# Warum schwankt CPU-Temp so schnell?



## nitg (27. April 2013)

Hallo zusammen! Ich habe meinen Pc nun fertig umgebaut auf folgende Teile:

aquastream XT
1x 240 Radiator
1x 360 Radiator
GTX680 wird gekühlt
i7 2600k @ 4,0 Ghz wird gekühlt

Bis vor kurzem hatte ich einen einzigen 420er Radiator im System, der nun den beiden oben genannten weichen musste. ich habe das system wie folgt aufgebaut: AGB->Pumpe->240 (Front)->CPU->GPU->360 (Top)->AGB

Dazusagen muss ich, dass ich derzeit am 240-Radiator keinerlei Lüfter hängen habe. Und am 360er hängt derzeit ein 120mm Lüfter (von Bitfenix), zudem habe ich 2x 200mm Lüfter aufs Top gelegt, die Frischluft von aussen reinblasen (direkt auf den 360 Radiator).

Die Grafikkarte bleibt nun im Idle brav bei 31°, trotz 36,3° Wassertempertur - geht das überhaupt?

Wenn ich nun die Grafikkarte zu 100% auslaste, geht sie auf ca. 45° hoch (dauert aber lange).
Wenn ich hingegen den Prozessor mit prime95 auslaste, springt der sofort von 35° (Idle) auf 48-50° hoch und geht dann auf max 52°C. Warum schwankt denn die CPU-Temperatur so stark im Vergleich zur GPU-Temp?

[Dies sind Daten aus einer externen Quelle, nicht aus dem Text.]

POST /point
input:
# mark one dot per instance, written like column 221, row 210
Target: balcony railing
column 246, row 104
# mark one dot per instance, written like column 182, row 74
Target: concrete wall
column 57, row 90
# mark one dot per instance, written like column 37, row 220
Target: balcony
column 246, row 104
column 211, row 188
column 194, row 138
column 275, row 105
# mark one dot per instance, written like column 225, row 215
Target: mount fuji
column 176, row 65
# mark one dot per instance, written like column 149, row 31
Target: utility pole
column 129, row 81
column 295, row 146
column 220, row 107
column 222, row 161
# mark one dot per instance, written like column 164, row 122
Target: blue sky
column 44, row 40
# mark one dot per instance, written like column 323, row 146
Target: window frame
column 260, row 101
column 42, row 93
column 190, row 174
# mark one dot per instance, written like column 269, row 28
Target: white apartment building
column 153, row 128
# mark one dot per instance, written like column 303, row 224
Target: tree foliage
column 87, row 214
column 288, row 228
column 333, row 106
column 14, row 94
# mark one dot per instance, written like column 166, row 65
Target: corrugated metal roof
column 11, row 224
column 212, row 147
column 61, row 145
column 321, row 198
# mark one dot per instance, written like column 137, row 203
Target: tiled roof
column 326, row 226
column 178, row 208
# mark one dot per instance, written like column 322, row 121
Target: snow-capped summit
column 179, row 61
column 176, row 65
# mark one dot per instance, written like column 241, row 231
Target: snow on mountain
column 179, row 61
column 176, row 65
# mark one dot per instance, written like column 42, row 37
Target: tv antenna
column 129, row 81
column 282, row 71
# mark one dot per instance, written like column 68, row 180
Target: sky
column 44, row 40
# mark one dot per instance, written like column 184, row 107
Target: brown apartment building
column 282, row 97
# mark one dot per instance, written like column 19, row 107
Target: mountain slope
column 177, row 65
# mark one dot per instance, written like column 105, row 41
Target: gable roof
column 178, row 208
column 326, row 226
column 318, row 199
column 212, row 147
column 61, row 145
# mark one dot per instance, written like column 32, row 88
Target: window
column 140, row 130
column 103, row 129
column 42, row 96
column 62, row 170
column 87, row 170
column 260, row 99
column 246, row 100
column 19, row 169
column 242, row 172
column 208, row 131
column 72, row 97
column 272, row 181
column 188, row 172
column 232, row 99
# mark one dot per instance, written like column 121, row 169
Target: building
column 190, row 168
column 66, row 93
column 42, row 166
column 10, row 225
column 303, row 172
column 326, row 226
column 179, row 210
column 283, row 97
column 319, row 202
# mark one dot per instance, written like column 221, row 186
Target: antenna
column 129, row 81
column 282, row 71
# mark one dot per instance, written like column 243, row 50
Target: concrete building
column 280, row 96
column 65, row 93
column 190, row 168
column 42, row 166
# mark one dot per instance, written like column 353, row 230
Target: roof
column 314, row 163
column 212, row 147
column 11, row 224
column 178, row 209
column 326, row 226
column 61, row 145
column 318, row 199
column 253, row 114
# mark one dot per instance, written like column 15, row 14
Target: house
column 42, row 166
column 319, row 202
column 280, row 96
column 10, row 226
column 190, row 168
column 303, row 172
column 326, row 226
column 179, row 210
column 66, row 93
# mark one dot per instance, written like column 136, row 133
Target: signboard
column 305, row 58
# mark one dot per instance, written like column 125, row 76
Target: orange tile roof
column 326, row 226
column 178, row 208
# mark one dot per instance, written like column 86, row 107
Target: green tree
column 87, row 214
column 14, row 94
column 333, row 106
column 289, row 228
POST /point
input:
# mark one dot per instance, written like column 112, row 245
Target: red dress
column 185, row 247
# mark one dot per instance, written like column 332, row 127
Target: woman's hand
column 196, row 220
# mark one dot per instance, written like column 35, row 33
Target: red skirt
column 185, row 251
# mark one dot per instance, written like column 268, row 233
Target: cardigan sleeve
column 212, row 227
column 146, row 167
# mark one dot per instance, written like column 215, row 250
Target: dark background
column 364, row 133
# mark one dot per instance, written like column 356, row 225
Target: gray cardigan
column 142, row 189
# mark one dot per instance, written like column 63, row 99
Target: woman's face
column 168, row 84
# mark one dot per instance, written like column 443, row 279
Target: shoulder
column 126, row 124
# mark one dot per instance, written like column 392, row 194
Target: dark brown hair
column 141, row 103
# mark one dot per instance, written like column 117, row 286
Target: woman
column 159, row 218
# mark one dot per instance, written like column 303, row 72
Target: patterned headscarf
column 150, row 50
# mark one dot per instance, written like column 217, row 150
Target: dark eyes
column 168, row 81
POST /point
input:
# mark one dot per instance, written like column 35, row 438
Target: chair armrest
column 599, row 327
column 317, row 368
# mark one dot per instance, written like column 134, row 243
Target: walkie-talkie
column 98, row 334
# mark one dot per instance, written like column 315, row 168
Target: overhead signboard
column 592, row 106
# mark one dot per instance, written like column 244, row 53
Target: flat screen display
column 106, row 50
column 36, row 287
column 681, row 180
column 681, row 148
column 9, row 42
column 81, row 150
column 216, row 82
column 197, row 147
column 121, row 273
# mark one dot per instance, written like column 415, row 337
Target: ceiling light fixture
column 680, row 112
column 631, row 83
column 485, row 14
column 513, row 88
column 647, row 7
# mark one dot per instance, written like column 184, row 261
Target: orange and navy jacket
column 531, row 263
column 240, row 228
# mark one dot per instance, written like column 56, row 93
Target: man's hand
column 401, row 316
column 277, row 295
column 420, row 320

Wäre super, wenn mir wer meine beiden Fragen beantworten könnte 
Danke im Voraus!


----------



## Scalon (27. April 2013)

du meinst doch den plötzlichen Sprung, nicht die Schwankung um 2°C?

Video: CPU-Turmkühler per Wärmebildkamera geprüft

Es ist normal das deine CPU so schnell warm wird, wenn sie belastet wird


----------



## nitg (27. April 2013)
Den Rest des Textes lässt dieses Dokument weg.